OK to stop using .def files for Windows builds with gcc?

I am getting tired of maintaining the .def files that list entry points exported by DLLs. Gcc doesn't really need them anyway. If you don't give it any .def file, it exports all global symbols, just like Unix compilers/linkers traditionally work. (All the Windows binaries of GLib, GTK, GIMP etc distributed from www.gimp.org/win32 are built with gcc.)

The benefits of using .def files are: - Building with MSVC needs them, so
- you can be sure gcc and MSVC builds produce equivalent DLLs - Internal functions used by several compilation units in the library (which thus can't be static) won't be visible anyway.

But keeping them up-to-date is a pain. When you are told that some entry point is missing, it's painful to have to tell the user "wait for the next release." On the other hand, building and releasing intermediate snapshot binaries is not clean or fun either. There is always the possibility that some GPL bigot demands an exactly corresponding source tarball too, and producing such can be really tiresome on Windows.

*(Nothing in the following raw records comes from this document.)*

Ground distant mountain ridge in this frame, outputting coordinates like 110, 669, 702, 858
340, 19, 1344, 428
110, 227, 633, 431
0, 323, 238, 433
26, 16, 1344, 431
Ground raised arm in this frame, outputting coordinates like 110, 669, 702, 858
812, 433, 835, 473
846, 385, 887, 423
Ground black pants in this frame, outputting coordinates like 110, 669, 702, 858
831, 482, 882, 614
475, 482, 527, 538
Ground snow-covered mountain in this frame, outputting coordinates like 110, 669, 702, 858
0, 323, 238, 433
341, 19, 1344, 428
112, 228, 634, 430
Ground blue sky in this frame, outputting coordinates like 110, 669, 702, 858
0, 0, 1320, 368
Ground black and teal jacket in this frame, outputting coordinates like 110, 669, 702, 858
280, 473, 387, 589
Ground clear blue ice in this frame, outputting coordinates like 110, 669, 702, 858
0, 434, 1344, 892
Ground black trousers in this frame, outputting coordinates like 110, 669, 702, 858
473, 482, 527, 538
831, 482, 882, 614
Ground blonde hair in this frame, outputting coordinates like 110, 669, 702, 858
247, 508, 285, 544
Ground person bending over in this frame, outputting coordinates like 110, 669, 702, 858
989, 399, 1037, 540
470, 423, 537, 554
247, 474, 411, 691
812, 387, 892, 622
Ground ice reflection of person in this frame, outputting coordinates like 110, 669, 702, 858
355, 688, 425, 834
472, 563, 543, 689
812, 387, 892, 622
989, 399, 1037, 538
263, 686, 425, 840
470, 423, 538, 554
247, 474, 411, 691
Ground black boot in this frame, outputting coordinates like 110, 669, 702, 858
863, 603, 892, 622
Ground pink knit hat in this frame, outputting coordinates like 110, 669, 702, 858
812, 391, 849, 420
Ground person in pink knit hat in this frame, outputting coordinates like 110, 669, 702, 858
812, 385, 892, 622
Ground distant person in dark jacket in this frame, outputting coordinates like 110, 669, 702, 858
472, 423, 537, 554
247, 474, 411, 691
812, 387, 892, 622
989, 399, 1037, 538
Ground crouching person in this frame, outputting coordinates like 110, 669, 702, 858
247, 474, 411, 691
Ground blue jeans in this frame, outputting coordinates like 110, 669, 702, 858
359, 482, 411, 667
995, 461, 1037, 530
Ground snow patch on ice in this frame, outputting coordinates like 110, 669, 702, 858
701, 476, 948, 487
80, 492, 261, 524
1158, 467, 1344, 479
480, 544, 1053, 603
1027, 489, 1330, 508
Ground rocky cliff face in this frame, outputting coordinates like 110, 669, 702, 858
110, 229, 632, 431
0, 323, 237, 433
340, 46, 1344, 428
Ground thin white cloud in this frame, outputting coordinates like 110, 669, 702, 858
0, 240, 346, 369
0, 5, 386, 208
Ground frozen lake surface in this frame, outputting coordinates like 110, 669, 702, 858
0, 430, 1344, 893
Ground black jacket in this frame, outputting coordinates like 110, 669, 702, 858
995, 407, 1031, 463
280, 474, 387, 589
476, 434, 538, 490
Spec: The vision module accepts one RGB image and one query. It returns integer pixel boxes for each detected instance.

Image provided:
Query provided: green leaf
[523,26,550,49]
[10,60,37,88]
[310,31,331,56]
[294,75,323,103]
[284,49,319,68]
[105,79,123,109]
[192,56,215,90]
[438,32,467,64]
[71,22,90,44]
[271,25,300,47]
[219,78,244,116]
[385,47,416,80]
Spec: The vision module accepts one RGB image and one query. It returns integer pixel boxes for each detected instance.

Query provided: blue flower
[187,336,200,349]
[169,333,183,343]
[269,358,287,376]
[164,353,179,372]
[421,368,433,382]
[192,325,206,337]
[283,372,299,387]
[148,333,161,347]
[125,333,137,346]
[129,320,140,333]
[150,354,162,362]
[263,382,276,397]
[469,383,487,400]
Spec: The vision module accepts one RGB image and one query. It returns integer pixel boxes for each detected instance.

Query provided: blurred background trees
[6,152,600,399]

Opinions? Hans, are you listening? If I stop maintaining .def files, will you keep them up-to-date? Don't you have some automatic header-sniffing script for this?

--tml

Christof Petig
2003-10-13 09:36:07 UTC (about 21 years ago)

OK to stop using .def files for Windows builds with gcc?

Tor Lillqvist schrieb:

I am getting tired of maintaining the .def files that list entry points exported by DLLs. Gcc doesn't really need them anyway. If you don't give it any .def file, it exports all global symbols, just like Unix compilers/linkers traditionally work. (All the Windows binaries of GLib, GTK, GIMP etc distributed from www.gimp.org/win32 are built with gcc.)

I can understand your position. (I didn't like patching (locally) the .def files either ;-) ). But the current 2.2 files are hiqh qualitiy! (no problem anywhere - I suspect Cedric Gustin has been here earlier).

The benefits of using .def files are: - Building with MSVC needs them, so
- you can be sure gcc and MSVC builds produce equivalent DLLs - Internal functions used by several compilation units in the library (which thus can't be static) won't be visible anyway.

I'd suggest generating/updating them automatically with an optional black list (possible with dll-tool and fgrep -v IIRC)

Opinions? Hans, are you listening? If I stop maintaining .def files, will you keep them up-to-date? Don't you have some automatic header-sniffing script for this?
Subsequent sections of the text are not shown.